Rape, titillation and media
I am well aware that it is sort of taboo to read rape reports with the same critical stance that one would apply to porn, however, a few things have been catching my eye lately. Take this from The Evening Standard, for example (emphasis mine):
Three boys convicted of gang-raping girl, 13
They stripped her on the ninth floor of the Bermondsey block after she had arrived thinking she was attending an after-school club.[…]
She was found sobbing in the street by her father[…]
Mr Wilkins said the three rapists then appeared, grabbing her wrist to stop her leaving. One said: “Let’s have sex.”[…]
Another boy then rifled through her bag, before pulling her onto his lap and demanding she perform a sex act.[…]
“She covered her face but he proceeded to slap her in the face,” added the prosecutor. A third boy pulled a knife, held it to her face, and said: “Do what he tells you.”[…]

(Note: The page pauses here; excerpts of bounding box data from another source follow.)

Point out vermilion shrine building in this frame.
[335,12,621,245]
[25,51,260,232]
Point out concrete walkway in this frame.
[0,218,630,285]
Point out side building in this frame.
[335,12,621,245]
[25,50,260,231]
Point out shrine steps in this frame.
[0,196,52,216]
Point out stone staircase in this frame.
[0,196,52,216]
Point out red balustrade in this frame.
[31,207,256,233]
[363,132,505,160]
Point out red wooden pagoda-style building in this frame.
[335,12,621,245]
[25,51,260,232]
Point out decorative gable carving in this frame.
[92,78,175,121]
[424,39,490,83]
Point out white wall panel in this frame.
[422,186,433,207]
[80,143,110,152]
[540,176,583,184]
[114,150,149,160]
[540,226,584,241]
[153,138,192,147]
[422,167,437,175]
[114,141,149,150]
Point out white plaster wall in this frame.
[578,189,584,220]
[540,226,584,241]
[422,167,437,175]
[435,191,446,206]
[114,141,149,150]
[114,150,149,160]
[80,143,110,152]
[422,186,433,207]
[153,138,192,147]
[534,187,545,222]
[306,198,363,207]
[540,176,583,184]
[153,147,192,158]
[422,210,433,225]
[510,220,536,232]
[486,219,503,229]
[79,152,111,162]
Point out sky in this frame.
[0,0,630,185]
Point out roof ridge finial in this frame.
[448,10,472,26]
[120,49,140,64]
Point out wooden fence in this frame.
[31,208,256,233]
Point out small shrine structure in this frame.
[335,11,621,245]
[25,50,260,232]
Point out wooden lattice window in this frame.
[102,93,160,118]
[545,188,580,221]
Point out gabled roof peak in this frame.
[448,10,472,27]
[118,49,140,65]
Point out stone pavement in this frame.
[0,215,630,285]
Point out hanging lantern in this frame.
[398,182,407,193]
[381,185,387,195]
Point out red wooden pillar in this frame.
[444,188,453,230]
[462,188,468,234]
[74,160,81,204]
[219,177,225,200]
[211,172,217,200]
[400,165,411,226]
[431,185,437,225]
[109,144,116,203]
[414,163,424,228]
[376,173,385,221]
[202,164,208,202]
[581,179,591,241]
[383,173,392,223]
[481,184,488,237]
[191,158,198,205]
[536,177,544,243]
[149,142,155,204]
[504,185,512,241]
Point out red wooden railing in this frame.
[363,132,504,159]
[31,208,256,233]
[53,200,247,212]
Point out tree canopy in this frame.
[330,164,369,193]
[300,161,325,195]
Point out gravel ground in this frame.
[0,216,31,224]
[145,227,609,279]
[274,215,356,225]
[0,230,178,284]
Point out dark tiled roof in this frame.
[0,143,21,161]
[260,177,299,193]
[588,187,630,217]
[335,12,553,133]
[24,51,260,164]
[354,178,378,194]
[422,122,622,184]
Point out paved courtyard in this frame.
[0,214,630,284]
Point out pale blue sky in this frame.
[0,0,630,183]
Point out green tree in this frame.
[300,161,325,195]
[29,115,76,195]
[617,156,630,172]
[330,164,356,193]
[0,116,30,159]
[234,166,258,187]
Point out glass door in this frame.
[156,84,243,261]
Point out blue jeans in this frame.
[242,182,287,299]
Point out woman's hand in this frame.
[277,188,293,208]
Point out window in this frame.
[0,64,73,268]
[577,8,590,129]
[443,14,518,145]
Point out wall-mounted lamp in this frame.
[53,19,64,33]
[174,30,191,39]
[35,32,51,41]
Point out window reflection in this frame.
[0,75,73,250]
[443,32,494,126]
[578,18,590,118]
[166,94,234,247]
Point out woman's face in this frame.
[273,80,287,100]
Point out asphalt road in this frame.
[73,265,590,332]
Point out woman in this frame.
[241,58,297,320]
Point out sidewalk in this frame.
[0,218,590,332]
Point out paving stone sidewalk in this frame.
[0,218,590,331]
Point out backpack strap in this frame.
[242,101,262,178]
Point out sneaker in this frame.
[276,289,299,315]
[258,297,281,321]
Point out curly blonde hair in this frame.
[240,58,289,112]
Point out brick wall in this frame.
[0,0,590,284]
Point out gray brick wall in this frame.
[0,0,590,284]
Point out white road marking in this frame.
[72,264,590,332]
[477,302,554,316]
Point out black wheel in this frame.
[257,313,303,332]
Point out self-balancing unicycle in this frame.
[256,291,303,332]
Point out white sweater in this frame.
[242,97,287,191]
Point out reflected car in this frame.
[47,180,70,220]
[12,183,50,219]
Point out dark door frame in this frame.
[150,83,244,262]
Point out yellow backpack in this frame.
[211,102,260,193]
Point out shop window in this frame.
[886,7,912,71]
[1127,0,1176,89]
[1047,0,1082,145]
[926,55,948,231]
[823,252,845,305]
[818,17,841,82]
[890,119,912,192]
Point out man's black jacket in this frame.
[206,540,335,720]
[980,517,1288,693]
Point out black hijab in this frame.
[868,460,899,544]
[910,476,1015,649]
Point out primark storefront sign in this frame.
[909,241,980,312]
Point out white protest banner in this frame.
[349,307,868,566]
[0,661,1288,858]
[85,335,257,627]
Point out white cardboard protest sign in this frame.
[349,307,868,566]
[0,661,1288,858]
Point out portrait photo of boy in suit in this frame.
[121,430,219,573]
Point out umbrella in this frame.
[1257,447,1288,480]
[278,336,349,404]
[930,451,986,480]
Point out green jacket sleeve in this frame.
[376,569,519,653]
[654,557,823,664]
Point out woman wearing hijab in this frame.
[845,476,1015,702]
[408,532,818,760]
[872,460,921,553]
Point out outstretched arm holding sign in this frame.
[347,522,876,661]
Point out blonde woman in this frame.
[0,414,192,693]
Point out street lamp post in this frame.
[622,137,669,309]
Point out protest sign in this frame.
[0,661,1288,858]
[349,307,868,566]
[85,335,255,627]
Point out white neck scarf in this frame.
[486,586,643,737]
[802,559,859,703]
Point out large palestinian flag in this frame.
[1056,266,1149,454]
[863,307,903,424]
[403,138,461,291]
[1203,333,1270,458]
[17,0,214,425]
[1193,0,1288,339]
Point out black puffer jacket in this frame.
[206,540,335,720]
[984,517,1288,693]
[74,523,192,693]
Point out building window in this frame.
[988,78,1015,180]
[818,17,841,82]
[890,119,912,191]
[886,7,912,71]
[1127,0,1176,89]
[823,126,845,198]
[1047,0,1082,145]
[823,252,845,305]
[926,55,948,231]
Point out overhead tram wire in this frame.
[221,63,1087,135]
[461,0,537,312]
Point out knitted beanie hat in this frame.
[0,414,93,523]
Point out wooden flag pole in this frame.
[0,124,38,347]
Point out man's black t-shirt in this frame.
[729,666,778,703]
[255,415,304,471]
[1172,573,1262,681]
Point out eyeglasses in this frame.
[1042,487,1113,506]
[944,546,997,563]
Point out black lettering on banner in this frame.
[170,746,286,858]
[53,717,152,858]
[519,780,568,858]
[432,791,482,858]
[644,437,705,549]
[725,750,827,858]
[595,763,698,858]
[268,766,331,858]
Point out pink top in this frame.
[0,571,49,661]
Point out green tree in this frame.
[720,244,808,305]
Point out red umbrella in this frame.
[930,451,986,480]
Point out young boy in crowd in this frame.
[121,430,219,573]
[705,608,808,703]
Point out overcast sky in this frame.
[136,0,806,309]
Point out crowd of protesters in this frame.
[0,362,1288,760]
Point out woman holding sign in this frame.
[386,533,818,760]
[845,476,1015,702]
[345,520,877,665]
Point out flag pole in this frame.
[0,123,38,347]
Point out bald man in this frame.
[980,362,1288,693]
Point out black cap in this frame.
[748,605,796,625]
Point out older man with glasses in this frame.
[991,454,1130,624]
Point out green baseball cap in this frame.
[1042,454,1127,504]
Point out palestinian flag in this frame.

She was passed from one to another, before being stripped of her lower clothes and raped. Eventually they let her go.
Are you outraged? Did you pay attention to the parts I highlighted? Does it make you uncomfortable? Does it make you feel guilty that you are uncomfortable by the rape of a 13 year old child? Does the guilt, in turn, acquire an almost morbid quality because it is taboo? Because it is forbidden? Does this unintended fascination distract from the fact that a child was horribly abused?
Go ahead, find reports of rape in the news. Mentally highlight the parts designed to repulse and titillate simultaneously. See what happens? The narrative of rape in the news is almost pornographic in nature. Designed to arouse while it pretends to objectively present facts. Facts alone do not sell. Facts are boring, they lack in showmanship so they must be dressed up in storytelling. And the storytelling of rape in the media is one of sexual desire gone wrong. It’s one of synchronized condemnation and raw exhibitionism. What happens in turn is that readers are outraged by the individual cases while at the same time are, due to lack of references and framing, unable to contextualize rape within a culture of misogyny and social violence. A raped child outrages and titillates. Yet, the way the narrative operates, it says nothing of the environment in which these same abused children are growing up, the condoned sexual violence (see yesterday’s post about Yale rape apologists) and the language used to describe these occurrences.

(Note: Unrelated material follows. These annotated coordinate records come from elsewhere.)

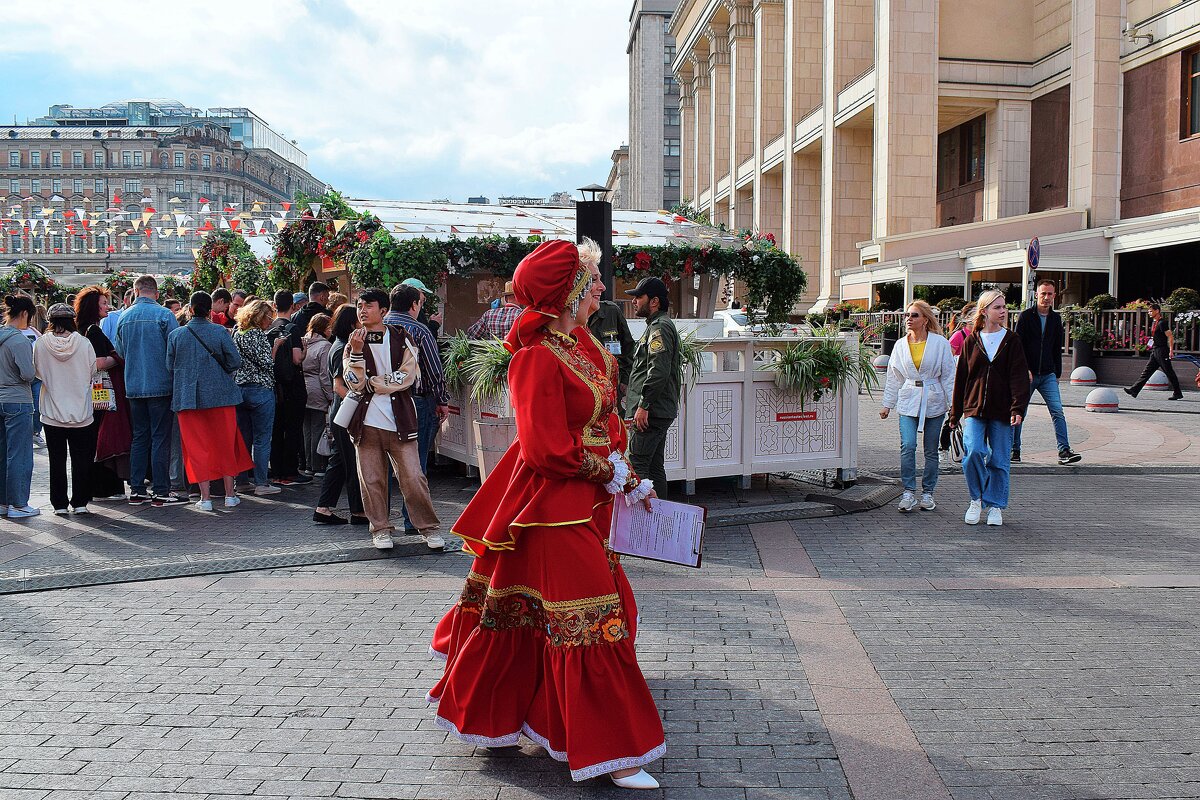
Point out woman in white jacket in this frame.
[880,300,954,512]
[34,302,96,516]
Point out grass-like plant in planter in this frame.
[766,337,880,408]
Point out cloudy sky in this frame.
[0,0,631,201]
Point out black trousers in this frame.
[317,425,364,517]
[629,417,674,500]
[1129,348,1183,396]
[42,422,96,510]
[270,381,307,477]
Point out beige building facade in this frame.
[670,0,1200,311]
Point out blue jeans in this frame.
[0,395,37,509]
[401,397,438,528]
[30,378,42,437]
[900,414,946,494]
[238,386,275,486]
[130,397,173,494]
[959,416,1013,509]
[1013,372,1070,450]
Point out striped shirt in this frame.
[383,311,450,405]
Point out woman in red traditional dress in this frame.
[430,241,666,789]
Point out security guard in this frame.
[588,300,634,413]
[625,278,683,499]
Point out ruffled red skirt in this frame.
[428,505,666,781]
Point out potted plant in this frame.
[880,320,900,355]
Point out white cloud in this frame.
[0,0,629,197]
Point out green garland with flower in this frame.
[192,230,258,291]
[0,260,67,305]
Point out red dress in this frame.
[430,327,666,781]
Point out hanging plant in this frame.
[766,338,880,408]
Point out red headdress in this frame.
[504,239,592,353]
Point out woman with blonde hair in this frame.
[880,300,954,512]
[950,289,1030,525]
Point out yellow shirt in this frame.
[908,339,929,369]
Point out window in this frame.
[1180,47,1200,139]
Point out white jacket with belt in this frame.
[883,333,954,431]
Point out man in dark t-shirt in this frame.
[1126,302,1183,399]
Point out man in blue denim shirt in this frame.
[114,275,187,506]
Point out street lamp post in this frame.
[575,184,613,300]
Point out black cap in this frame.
[625,278,667,300]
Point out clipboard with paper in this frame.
[608,498,708,567]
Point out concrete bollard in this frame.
[1070,367,1096,386]
[1085,386,1121,414]
[1142,369,1171,392]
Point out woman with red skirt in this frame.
[167,291,254,511]
[430,241,666,789]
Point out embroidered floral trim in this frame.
[578,450,613,483]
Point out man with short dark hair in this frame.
[1126,302,1183,399]
[266,289,312,486]
[1012,281,1082,465]
[383,283,450,533]
[113,275,187,506]
[343,287,445,551]
[625,278,683,499]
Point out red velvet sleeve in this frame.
[509,345,612,483]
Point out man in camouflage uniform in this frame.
[588,300,634,414]
[625,278,683,499]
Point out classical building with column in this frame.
[670,0,1200,311]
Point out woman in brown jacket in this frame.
[949,290,1030,525]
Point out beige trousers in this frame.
[356,425,442,534]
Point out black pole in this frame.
[575,200,613,300]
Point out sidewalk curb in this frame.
[0,479,900,595]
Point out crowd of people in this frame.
[0,276,449,549]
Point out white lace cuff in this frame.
[604,452,629,494]
[625,477,654,506]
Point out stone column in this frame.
[1069,0,1123,227]
[983,100,1032,219]
[872,0,937,239]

What would happen if newspapers published a daily list of rapes and sexual assaults reported the day before? Just one or two lines containing the city and a very brief description of the circumstances, followed by the next victim and the next one and the next one. I contend that such reporting would be much more powerful than the current “rape as sanctioned erotica”, if only because it would be impossible to ignore the numbers.
However, the numbers do lack in histrionics, so I won’t be holding my breath.